Aubrey Everett ha sido una asistente dotada de un maravilloso talento, siempre atenta y eficiente. El corrector de manuscritos de la editorial Norton, Don Rifkin, con su extraordinaria vista de lince, me hizo muchas sugerencias valiosas, lo mismo que Bailey Sincox. Una vez más, tengo la oportunidad de expresar mi más profundo agradecimiento a Jill Kneerim, la mejor agente imaginable, y a Alane Mason, la mejor editora imaginable. Ya he señalado el papel que Ramie Targoff ha desempeñado como acicate para la elaboración de este libro. Solo me queda expresar una vez más mi amor por ella y por mi maravillosa familia, un sostén siempre infalible.
UNO ÁNGULOS OBLICUOS
Desde los primeros años de la década de 1590, al comienzo de su carrera y hasta el fin de esta, Shakespeare abordó una y otra vez una cuestión profundamente inquietante: ¿cómo es posible que todo un país caiga en manos de un tirano?
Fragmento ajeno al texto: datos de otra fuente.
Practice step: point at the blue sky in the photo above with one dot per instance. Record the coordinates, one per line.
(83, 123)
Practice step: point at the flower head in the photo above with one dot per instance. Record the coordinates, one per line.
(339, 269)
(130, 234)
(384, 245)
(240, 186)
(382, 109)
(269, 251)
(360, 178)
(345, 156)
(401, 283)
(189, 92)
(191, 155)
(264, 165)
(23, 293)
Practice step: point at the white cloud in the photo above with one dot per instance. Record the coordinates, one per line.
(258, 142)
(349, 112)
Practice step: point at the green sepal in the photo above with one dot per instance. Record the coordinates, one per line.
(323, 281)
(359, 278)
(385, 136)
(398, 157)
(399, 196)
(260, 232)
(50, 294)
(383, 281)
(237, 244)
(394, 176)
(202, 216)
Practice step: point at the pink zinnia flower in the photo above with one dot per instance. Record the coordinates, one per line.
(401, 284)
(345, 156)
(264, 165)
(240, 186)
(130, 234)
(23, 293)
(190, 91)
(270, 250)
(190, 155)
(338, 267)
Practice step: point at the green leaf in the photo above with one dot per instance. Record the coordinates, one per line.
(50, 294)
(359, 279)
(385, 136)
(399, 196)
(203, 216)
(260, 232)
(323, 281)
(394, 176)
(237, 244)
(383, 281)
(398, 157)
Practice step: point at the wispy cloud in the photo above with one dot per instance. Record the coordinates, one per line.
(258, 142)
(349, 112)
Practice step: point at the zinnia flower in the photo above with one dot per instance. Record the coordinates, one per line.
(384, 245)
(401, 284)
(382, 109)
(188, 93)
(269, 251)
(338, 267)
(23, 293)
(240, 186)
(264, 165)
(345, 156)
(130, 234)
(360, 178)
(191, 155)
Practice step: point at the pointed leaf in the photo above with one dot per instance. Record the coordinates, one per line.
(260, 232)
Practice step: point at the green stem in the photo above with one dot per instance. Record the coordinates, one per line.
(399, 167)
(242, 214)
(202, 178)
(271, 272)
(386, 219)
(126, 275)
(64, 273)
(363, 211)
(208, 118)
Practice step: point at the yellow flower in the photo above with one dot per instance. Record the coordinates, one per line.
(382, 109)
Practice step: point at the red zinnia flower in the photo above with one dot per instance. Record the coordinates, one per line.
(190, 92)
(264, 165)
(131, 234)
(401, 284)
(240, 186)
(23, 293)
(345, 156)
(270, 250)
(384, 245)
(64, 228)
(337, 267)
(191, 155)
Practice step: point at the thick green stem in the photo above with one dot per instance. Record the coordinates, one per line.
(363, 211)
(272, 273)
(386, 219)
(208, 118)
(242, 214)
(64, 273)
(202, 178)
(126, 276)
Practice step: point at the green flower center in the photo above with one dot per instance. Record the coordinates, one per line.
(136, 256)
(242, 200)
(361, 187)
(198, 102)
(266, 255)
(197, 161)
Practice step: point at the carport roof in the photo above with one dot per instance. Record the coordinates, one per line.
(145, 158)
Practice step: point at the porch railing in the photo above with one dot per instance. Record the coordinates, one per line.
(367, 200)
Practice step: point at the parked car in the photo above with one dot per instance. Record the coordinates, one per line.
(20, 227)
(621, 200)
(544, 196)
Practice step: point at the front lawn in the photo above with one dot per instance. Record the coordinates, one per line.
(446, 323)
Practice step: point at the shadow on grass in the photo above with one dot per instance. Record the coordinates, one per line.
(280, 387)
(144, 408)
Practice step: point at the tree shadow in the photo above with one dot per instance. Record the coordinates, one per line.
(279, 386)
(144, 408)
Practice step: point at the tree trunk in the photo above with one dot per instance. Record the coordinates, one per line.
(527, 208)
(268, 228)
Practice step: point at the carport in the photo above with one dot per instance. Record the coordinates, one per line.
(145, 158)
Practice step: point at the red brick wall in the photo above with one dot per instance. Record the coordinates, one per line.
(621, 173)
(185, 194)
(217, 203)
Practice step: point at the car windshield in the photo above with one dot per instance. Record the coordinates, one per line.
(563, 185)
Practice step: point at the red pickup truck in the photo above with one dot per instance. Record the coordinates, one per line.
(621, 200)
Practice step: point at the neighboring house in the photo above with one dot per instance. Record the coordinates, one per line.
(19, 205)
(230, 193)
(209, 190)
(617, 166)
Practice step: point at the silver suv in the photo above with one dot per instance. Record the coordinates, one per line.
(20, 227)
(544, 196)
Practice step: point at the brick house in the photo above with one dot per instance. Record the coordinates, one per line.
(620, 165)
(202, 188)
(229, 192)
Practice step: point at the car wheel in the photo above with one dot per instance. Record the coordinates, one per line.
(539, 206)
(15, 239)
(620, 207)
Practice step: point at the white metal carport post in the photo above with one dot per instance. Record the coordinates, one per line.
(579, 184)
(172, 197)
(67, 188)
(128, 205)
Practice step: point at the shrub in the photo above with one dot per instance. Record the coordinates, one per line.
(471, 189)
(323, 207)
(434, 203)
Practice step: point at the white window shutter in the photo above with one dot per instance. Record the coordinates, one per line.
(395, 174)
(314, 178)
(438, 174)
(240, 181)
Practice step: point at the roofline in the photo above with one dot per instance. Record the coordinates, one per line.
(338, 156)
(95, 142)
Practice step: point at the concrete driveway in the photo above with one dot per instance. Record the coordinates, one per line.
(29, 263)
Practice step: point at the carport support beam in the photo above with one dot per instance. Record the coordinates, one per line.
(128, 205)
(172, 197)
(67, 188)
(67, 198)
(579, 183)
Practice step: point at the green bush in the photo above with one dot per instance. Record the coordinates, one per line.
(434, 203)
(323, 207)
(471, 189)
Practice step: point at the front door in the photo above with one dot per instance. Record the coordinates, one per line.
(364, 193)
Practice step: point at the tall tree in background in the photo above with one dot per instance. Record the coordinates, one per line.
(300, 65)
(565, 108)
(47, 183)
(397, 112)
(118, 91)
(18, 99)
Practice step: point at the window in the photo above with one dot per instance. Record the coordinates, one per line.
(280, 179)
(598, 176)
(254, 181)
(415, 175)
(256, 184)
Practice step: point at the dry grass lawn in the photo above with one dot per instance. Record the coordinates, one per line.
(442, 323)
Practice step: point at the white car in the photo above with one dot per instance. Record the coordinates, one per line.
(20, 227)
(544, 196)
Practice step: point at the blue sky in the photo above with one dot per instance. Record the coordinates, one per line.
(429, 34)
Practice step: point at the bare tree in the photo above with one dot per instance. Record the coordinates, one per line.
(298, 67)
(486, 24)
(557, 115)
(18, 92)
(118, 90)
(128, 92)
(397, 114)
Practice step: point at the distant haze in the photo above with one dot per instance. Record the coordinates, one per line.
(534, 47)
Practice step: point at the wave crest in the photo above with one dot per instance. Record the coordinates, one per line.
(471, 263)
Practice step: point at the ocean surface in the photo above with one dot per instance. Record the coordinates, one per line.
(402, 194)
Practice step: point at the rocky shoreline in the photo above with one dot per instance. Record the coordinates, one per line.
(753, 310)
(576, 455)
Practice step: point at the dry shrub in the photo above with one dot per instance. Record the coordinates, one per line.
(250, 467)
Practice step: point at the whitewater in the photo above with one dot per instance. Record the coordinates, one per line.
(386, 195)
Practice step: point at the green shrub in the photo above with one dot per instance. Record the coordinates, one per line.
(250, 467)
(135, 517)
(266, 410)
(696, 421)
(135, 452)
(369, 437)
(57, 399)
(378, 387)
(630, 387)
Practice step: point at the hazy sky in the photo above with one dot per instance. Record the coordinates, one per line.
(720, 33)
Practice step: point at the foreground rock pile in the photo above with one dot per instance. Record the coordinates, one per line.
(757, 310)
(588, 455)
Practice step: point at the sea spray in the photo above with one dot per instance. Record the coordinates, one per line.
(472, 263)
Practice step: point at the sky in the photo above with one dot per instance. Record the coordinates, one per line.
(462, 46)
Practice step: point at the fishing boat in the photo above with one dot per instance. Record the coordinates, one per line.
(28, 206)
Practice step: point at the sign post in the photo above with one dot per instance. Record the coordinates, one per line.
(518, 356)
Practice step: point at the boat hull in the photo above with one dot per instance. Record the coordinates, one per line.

«Un rey gobierna a súbditos que aceptan voluntariamente su autoridad —escribía el influyente humanista escocés del siglo XVI George Buchanan—. Un tirano, en cambio, gobierna sobre súbditos que no la aceptan.» Las instituciones de una sociedad libre tienen por objeto protegerse de los que gobiernen, como dice Buchanan, «no para su país, sino para sí mismos, teniendo en cuenta no ya el interés público, sino su propio placer». ¿En qué circunstancias —se preguntaba Shakespeare— revelan de repente su fragilidad esas instituciones tan preciadas, aparentemente bien arraigadas e inquebrantables? ¿Por qué una gran cantidad de individuos aceptan ser engañados a sabiendas? ¿Por qué suben al trono personajes como Ricardo III o Macbeth?
Semejante desastre, insinuaba Shakespeare, no podía producirse si no contaba con una complicidad generalizada. Sus obras ponen de manifiesto los mecanismos psicológicos que llevan a una nación a abandonar sus ideales e incluso sus propios intereses. ¿Por qué —se preguntaba el escritor— iba alguien a dejarse arrastrar hacia un líder que a todas luces no está capacitado para gobernar, hacia alguien peligrosamente impulsivo o brutalmente manipulador o indiferente a la verdad? ¿Por qué, en algunas circunstancias, las pruebas de mendacidad, chabacanería o crueldad no sirven como un inconveniente definitivo, sino que se convierten en un atractivo para encandilar a unos seguidores ardientes? ¿Por qué unas personas, que por lo demás sienten orgullo y respeto de sí mismas, se someten a la mera desfachatez de un tirano, a su convicción de que puede decir y hacer lo que le parezca, a su indecencia más escandalosa?
Shakespeare describió repetidamente los trágicos costes de ese sometimiento —la corrupción moral, el despilfarro masivo del tesoro, la pérdida de vidas— y las medidas desesperadas, dolorosas y heroicas que son necesarias para devolver a una nación deteriorada una mínima porción de cordura. ¿Existe —se pregunta en sus obras— algún modo de detener la caída hacia un gobierno sin leyes y arbitrario antes de que sea demasiado tarde? ¿Algún medio eficaz de impedir la catástrofe civil que invariablemente provoca la tiranía?
El dramaturgo no acusaba a la mujer que gobernaba en aquellos momentos Inglaterra, Isabel I, de ser una tirana. Independientemente de lo que pensara Shakespeare en privado, habría resultado suicida sugerir en el escenario una idea semejante. Desde 1534, durante el reinado de Enrique VIII, padre de la soberana, los preceptos jurídicos catalogaban como traición calificar al monarca de tirano. La pena prevista para ese delito era la muerte.
En la Inglaterra de Shakespeare no había libertad de expresión, ni en el escenario ni en ninguna otra parte. En 1597, la representación de una obra supuestamente sediciosa llamada La isla de los perros dio lugar a la detención y al encarcelamiento de su autor, Ben Jonson, así como a la promulgación de una orden gubernamental —que por fortuna no llegó a ponerse en vigor— que preveía la demolición de todos los corrales de comedias de Londres. Los delatores acudían al teatro con el afán de pedir una recompensa por denunciar ante las autoridades cualquier cosa que pudiera ser interpretada como subversiva. Los intentos de exponer una reflexión crítica sobre los acontecimientos de la época o sobre los personajes más destacados del momento resultaban particularmente arriesgados.